Ankara Belediyesi ise sığınak deneyimi yaşamış kadınlar için Belediyede ve bağlı şirketlerde yüzde 2’lik istihdam kotası uygulayacağını söyleyerek önemli bir adım attı. Belediyenin yeni bir sığınak için çalışmalarını sürdürdüğünü yine sorularımıza verdikleri yanıtlardan öğrendik. Kadın Danışma Merkezlerinin de Ankara içinde kırsal ve küçük yerleşim bölgelerinde yaygın olması (5 Danışma Merkezi) da önemli bir adım... Merkeze uzak yerleşim yerlerinde yaşayan kadınlar için kurulan bu Danışma Merkezlerinin hayati bir işlevi olduğunu düşünüyorum. Mülteci kadınlar ve Türkiyeli kadınları buluşturan ve kadınların birlikte futbol oynadığı “Şiddete Hayır Futbol Maçı” gibi etkinlikler de kadınların ortak tecrübelerini hatırlamak ve dayanışmayı güçlendirmek için oldukça anlamlı.

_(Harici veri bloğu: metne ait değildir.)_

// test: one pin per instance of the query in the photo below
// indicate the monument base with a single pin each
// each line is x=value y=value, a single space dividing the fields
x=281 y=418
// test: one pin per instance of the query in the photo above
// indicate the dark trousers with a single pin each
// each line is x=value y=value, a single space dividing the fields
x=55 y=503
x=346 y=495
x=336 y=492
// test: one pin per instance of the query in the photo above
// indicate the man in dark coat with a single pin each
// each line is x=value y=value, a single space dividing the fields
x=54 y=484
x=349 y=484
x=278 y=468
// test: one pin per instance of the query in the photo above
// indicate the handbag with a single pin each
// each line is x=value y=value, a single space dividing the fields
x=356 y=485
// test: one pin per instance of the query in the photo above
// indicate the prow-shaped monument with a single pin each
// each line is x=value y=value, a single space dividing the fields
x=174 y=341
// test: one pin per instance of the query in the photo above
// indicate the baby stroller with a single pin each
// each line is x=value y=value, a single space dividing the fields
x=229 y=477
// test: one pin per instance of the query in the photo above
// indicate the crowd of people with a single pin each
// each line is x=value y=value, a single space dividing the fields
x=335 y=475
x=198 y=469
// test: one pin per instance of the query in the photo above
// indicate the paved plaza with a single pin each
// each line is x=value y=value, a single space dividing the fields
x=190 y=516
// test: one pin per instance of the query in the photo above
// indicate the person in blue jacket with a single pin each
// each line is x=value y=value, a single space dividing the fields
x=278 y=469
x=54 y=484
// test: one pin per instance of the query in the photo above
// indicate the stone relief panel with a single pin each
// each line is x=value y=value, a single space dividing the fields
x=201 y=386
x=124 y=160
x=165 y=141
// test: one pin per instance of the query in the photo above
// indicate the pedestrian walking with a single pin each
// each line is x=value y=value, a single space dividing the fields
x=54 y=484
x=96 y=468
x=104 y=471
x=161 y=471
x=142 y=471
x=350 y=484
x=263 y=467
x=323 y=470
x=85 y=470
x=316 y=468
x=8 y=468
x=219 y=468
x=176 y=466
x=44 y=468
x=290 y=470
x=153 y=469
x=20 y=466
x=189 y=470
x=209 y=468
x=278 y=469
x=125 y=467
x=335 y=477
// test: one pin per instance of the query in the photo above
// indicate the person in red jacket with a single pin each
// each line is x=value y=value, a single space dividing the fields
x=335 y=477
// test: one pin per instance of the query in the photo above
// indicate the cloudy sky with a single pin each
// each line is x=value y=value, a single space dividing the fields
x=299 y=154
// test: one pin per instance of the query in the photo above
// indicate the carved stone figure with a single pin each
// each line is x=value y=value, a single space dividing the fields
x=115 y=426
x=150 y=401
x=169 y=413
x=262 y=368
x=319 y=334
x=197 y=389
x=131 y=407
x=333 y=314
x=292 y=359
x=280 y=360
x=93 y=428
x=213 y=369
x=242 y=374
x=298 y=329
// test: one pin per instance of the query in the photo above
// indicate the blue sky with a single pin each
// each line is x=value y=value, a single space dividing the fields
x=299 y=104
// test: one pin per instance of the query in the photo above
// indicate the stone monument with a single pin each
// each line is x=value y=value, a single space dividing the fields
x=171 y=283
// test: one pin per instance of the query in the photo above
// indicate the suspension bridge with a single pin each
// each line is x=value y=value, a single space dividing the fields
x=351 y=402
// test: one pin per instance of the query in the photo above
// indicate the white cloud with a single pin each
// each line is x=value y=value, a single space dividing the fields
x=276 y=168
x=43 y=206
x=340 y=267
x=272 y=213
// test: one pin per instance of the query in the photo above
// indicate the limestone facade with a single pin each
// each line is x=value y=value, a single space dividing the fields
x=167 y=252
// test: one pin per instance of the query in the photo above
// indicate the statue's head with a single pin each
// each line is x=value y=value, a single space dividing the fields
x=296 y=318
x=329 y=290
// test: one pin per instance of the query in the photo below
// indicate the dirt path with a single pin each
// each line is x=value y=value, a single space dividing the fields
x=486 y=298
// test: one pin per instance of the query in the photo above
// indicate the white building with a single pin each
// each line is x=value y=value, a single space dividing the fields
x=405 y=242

Değerli arkadaşlar, başta da belirttiğim gibi yerel yönetimler, Türkiye’nin demokratikleşmesinde, toplum temelli politikaların hayata geçirilmesinde hayati rol oynayabilir. Ancak bunun yolu, öncelikle halkın ve sivil toplumun, sonra biz siyasetçilerin bu alanı izlemesi ve denetlemesi, bu alana müdahil olmasıyla mümkün. Bu yüzden söz konusu kadına yönelik şiddet olduğunda, bu toplumun yarısından bahsettiğimizi unutmadan, özellikle kadın örgütlerinin de ve her bir kadın yurttaşın da sorumluluk alarak belediyeleri izlemesi büyük önem taşıyor. Belediyelerle olan bu temasımızın bu çabaya katkı sunacağını umut ediyorum."